General information
- Type: Ultralight trike
- National origin: China
- Manufacturer: Sunward Tech
- Status: In production (2018)

= Sunward ST =

Chinese ultralight trike

The Sunward ST is a Chinese ultralight trike designed and produced by Sunward Tech (Hunan Sunward Science & Technologies Company Limited) of Zhuzhou. The aircraft is supplied complete and ready-to-fly.

==Design and development==
The ST was designed to comply with the Fédération Aéronautique Internationale microlight category, including the category's maximum gross weight of 450 kg. The aircraft has a maximum gross weight of 450 kg.

The aircraft design features a strut-braced topless hang glider-style high-wing, weight-shift controls, a two-seats-in-tandem open cockpit with a cockpit fairing, tricycle landing gear with wheel pants and a single engine in pusher configuration.

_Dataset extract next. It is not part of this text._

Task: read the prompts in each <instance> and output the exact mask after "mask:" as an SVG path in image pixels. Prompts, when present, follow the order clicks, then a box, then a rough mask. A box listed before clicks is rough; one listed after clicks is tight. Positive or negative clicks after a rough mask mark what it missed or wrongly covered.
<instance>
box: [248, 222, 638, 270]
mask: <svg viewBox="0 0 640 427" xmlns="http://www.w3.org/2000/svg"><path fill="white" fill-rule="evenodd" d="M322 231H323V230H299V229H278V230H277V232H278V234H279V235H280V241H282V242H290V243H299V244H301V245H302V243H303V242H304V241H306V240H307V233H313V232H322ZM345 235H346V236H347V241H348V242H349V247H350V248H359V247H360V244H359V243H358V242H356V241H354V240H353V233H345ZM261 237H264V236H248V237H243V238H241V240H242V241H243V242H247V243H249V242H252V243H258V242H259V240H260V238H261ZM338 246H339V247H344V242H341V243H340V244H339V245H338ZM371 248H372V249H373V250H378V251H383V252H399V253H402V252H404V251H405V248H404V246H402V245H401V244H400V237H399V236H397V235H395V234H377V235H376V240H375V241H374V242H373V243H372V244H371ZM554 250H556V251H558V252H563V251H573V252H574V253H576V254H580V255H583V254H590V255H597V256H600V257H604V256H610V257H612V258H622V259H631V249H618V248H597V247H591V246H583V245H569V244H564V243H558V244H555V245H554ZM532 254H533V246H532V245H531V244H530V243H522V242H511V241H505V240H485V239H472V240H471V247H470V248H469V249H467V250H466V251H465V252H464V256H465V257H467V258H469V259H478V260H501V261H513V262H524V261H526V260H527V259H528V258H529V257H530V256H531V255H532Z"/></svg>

The aircraft is made from bolted-together aluminum tubing and composites. It uses a double surface Grif Hazard wing, made by the Italian company Grif Italia. The 10.38 m span wing is supported by struts and uses an "A" frame weight-shift control bar. The powerplant is an Austrian-made twin cylinder, liquid-cooled, two-stroke, dual-ignition 64 hp Rotax 582 engine or four cylinder, air and liquid-cooled, four-stroke, dual-ignition 80 hp Rotax 912UL engine.

The Rotax 582-equipped model has an empty weight of 198 kg and a gross weight of 450 kg, giving a useful load of 252 kg. With full fuel of 60 L the payload is 209 kg.

==Variants==
- ST582
Model powered by a Rotax 582 two-stroke powerplant. Designed for flight training and aerial work, an agricultural aircraft version was introduced in 2012 with crop-spraying gear. This includes a 120 kg-capacity tank that can cover 13.34 sqkm.
- ST912
Model powered by a Rotax 912UL four-stroke powerplant.